Very recently (1986) a major breakthrough has occurred : two Swiss researchers found a new class of ceramic-like materials (therefore unlikely candidates for being conductors) that exhibit superconductivity at much higher temperatures , as high as 160 K. These "High Temperature Superconductors" have already passed an important threshold, represented by the boiling point of Nitrogen, i.e. 77 K. Given that it is much more easy and economical to produce liquid Nitrogen than liquid Helium, the field of High Temperature Superconductivity has the potential for a vast array of very interesting applications.

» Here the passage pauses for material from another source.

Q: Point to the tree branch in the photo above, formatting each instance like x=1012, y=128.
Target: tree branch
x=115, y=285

Still, it might take a few decades before we see its widespread utilization.

MAGNETIC PROPERTIES of MATERIALS

We have just said that high (superconducting) currents can be used to generate strong magnetic fields, this is then a good moment to re-examine magnetism, and understand its origins at the atomic level.

Question: which of the following statements is not true? (you can give more than one answer if you believe there is more than one untruth)

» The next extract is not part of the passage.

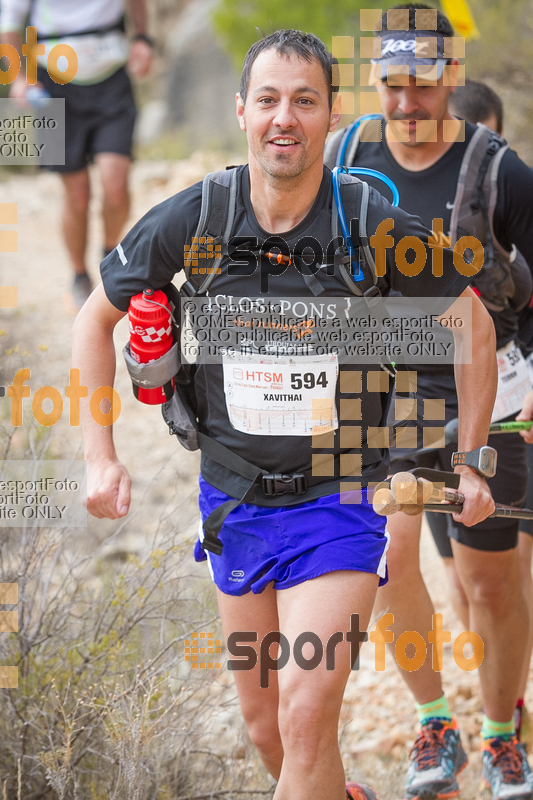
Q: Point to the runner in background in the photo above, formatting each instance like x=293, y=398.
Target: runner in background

A an electric charge at rest generates a magnetic field

B an electric charge at rest is affected by a magnetic field

C a moving charge generates a magnetic field

D a moving charge is affected by a magnetic field

E an electric current generates a magnetic field

F an electric current is affected by a magnetic field

It is then a fact that magnetic fields are generated by charges in motion. In fact, as we will now realize, all magnetic fields are due to charge motion.

Thinking of the structure of matter at the atomic level, we can see that an electron orbiting around the nucleus is behaving like a microscopic current loop. Any orbiting electron will therefore generate a tiny magnetic field. Each atomic electron behaves like a mini-magnet, but, in general, all of the individual magnetic fields associated with each electron will be oriented randomly, therefore no net magnetic field is observed.

On the other side, there is a class of materials that behaves differently : in several iron-like metals (Iron, Nickel, Cobalt), atoms have the capability of organizing themselves into groups (called magnetic domains) with the same orientation of the field within a group. Moreover, when immersed in a strong enough magnetic fields, all of the domains can rearrange themselves in the direction of the field, and this will cause the whole material to behave like a magnet (and therefore to be attracted by a magnet). Turning off the field, the iron will soon return to its original state of randomly oriented domains.

Finally, in some even more special case, all of the domains are frozen in an aligned status (this can happen when a melted metal is gradually cooled down in the presence of a strong magnetic field). In this case the magnetization of the material is permanent, we are then dealing with the familiar permanent magnets.